Gnathifera aphronesa

Scientific classification
- Kingdom: Animalia
- Phylum: Arthropoda
- Class: Insecta
- Order: Lepidoptera
- Family: Epermeniidae
- Genus: Gnathifera
- Species: G. aphronesa
- Binomial name: Gnathifera aphronesa (Meyrick, 1897)
- Synonyms: Epermenia aphronesa Meyrick, 1897;

= Gnathifera aphronesa =

- Genus: Gnathifera (moth)
- Species: aphronesa
- Authority: (Meyrick, 1897)
- Synonyms: Epermenia aphronesa Meyrick, 1897

Species of moth

Gnathifera aphronesa is a moth in the family Epermeniidae. It was described by Edward Meyrick in 1897. It is found in Australia, where it has been recorded from Tasmania.

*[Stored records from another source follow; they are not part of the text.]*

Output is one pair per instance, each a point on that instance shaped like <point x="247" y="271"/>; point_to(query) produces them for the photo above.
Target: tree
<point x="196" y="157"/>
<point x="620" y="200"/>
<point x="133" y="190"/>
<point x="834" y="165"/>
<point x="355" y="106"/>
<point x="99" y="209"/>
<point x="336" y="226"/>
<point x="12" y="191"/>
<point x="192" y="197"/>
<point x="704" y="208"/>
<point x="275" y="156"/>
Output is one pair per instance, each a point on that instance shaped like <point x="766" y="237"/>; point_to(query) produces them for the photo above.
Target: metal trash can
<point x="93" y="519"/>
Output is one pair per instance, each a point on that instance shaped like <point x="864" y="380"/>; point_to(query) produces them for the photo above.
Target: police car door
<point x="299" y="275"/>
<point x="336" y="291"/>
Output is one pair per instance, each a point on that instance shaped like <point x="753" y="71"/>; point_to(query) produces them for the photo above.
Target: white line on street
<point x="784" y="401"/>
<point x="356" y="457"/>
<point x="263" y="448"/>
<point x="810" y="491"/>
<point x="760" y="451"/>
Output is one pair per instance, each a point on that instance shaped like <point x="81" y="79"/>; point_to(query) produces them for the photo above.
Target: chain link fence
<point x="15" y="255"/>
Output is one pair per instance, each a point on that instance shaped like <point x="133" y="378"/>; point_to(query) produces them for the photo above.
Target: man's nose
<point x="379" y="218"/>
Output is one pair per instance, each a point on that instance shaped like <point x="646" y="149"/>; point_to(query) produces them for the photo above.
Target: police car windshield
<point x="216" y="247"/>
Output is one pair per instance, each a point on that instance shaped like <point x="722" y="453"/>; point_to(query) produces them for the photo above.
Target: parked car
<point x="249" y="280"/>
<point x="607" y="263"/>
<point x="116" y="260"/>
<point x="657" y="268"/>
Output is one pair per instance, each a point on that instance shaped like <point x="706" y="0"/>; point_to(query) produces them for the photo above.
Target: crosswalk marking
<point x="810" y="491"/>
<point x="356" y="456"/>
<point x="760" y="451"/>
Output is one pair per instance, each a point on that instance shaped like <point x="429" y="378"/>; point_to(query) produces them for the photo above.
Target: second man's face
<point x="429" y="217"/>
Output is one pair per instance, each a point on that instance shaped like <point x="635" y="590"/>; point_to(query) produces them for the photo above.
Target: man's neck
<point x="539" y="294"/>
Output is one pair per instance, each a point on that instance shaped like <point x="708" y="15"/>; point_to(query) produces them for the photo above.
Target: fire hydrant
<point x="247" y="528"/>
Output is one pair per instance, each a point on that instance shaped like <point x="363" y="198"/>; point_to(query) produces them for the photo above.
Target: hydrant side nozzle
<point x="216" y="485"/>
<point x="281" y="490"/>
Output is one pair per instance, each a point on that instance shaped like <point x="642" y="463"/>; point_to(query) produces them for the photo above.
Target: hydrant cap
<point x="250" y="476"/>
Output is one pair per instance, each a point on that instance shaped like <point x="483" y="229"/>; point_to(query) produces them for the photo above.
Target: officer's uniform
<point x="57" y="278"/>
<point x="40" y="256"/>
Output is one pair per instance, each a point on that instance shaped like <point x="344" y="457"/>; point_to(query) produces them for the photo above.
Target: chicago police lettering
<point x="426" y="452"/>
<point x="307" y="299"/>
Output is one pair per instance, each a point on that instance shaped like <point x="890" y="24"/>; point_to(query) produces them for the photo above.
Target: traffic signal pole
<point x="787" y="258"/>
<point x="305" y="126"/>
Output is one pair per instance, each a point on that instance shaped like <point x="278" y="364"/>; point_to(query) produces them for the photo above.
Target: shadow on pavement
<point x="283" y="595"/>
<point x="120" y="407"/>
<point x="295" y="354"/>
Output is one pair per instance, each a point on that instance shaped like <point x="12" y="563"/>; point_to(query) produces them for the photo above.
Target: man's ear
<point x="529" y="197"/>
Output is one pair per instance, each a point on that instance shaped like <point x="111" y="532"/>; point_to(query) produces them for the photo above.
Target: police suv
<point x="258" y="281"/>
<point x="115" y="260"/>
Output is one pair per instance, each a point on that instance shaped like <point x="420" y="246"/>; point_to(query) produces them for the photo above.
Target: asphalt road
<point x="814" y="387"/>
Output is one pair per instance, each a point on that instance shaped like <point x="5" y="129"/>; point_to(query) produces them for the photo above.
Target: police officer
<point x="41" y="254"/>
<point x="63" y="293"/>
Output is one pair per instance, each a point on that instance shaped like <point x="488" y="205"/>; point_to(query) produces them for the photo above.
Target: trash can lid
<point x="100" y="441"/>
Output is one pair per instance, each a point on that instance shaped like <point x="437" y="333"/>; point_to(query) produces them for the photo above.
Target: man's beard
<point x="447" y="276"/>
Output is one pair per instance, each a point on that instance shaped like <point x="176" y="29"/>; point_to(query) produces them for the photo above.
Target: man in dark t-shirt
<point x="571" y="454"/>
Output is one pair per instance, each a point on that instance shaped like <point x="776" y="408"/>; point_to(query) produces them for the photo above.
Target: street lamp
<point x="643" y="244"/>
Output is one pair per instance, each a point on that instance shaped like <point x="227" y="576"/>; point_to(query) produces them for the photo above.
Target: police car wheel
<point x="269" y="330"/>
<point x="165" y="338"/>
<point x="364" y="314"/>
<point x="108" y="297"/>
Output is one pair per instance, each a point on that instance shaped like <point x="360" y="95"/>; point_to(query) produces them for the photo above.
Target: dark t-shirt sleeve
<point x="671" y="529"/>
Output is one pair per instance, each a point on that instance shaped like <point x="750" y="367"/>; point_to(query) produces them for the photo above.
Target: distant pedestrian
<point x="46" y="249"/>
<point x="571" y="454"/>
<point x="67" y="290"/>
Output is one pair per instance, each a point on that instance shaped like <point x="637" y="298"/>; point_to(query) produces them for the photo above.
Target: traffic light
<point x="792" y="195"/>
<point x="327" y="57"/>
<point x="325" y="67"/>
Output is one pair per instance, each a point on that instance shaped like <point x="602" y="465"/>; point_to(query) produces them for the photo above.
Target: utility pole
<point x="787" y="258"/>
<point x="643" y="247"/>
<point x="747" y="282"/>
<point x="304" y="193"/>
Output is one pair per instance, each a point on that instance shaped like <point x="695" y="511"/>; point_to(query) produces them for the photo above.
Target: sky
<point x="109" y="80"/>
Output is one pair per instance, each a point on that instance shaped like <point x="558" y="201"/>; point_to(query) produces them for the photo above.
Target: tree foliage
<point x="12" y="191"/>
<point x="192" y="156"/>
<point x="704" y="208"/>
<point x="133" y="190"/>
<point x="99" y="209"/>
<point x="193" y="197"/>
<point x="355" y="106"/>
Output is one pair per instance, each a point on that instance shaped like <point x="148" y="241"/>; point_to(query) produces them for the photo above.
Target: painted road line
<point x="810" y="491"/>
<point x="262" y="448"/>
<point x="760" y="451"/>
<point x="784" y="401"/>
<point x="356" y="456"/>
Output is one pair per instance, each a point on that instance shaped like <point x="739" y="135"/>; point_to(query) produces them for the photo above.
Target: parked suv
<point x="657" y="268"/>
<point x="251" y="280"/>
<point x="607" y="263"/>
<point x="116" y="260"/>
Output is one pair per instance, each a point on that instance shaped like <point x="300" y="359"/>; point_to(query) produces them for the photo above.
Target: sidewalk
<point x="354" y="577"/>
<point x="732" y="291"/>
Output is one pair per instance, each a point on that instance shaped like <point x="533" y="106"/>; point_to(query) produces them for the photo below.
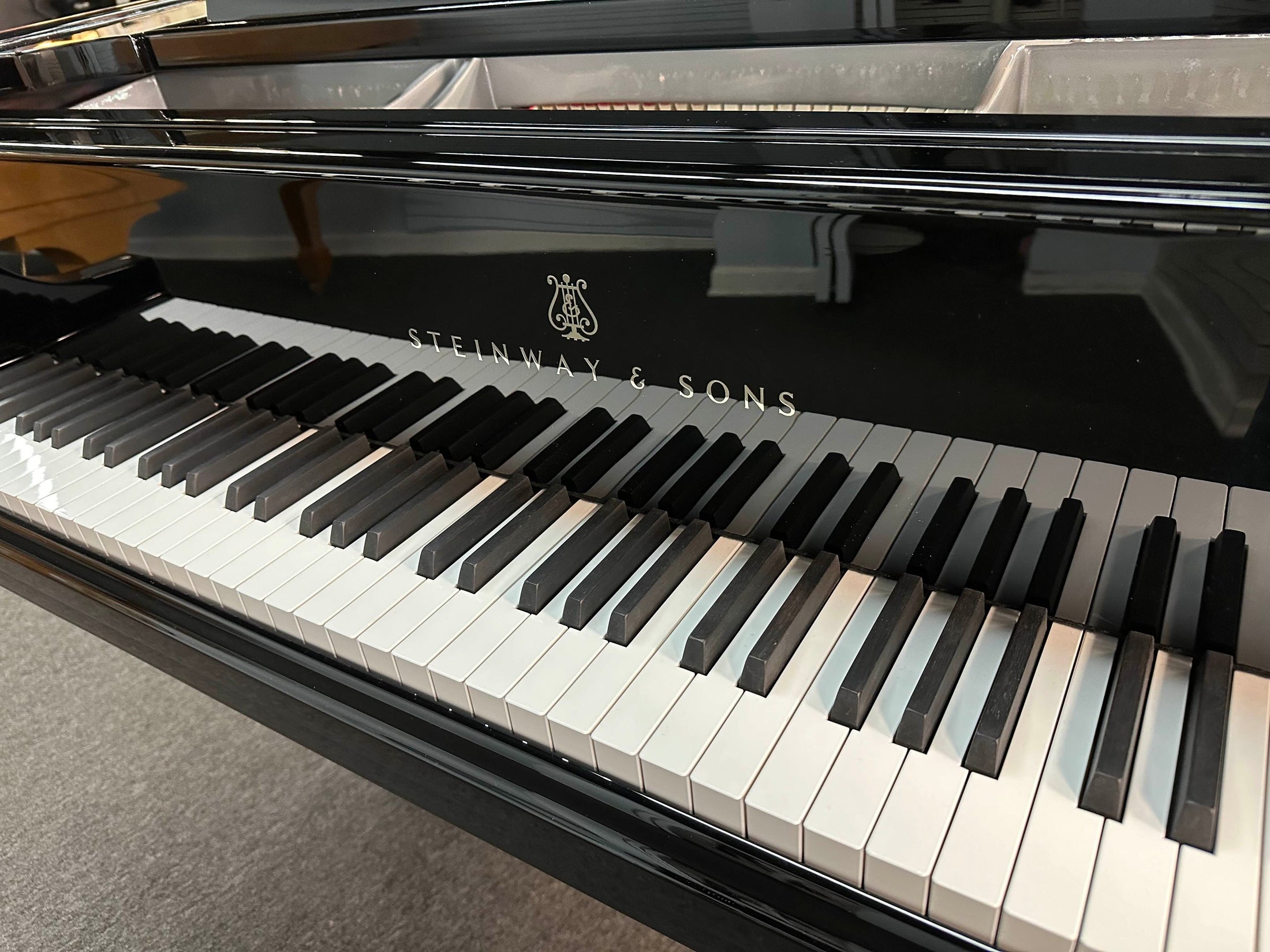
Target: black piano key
<point x="178" y="407"/>
<point x="1107" y="778"/>
<point x="511" y="540"/>
<point x="745" y="481"/>
<point x="864" y="512"/>
<point x="520" y="434"/>
<point x="1056" y="555"/>
<point x="323" y="388"/>
<point x="940" y="535"/>
<point x="226" y="443"/>
<point x="491" y="427"/>
<point x="785" y="632"/>
<point x="568" y="446"/>
<point x="96" y="400"/>
<point x="475" y="524"/>
<point x="930" y="699"/>
<point x="723" y="620"/>
<point x="253" y="370"/>
<point x="989" y="743"/>
<point x="572" y="555"/>
<point x="271" y="395"/>
<point x="697" y="479"/>
<point x="1198" y="782"/>
<point x="656" y="586"/>
<point x="47" y="389"/>
<point x="437" y="396"/>
<point x="605" y="455"/>
<point x="214" y="471"/>
<point x="615" y="569"/>
<point x="202" y="363"/>
<point x="309" y="478"/>
<point x="323" y="512"/>
<point x="418" y="512"/>
<point x="1148" y="592"/>
<point x="384" y="404"/>
<point x="354" y="388"/>
<point x="808" y="505"/>
<point x="999" y="542"/>
<point x="69" y="430"/>
<point x="379" y="504"/>
<point x="639" y="489"/>
<point x="96" y="386"/>
<point x="877" y="655"/>
<point x="246" y="488"/>
<point x="1222" y="601"/>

The wingspan is about 14 mm. The forewings are light brown, reddish tinged and sprinkled with whitish and dark fuscous. There is a broad undefined white subcostal streak from beneath the costa near the base to the costa at four-fifths and an oblique irregular blackish bar from the costa at one-fifth, reaching to the fold. There is also a black dot beneath the costa at two-fifths, one in the disc close beyond the bar, one on the fold before the middle followed by a ferruginous spot, one in the disc beyond the middle, one at three-fourths edged with white and one on the costa beyond four-fifths. There are also blackish dorsal scale-teeth before and beyond the middle, as well as a round blackish apical spot, preceded by a white costal spot. The hindwings are pale grey.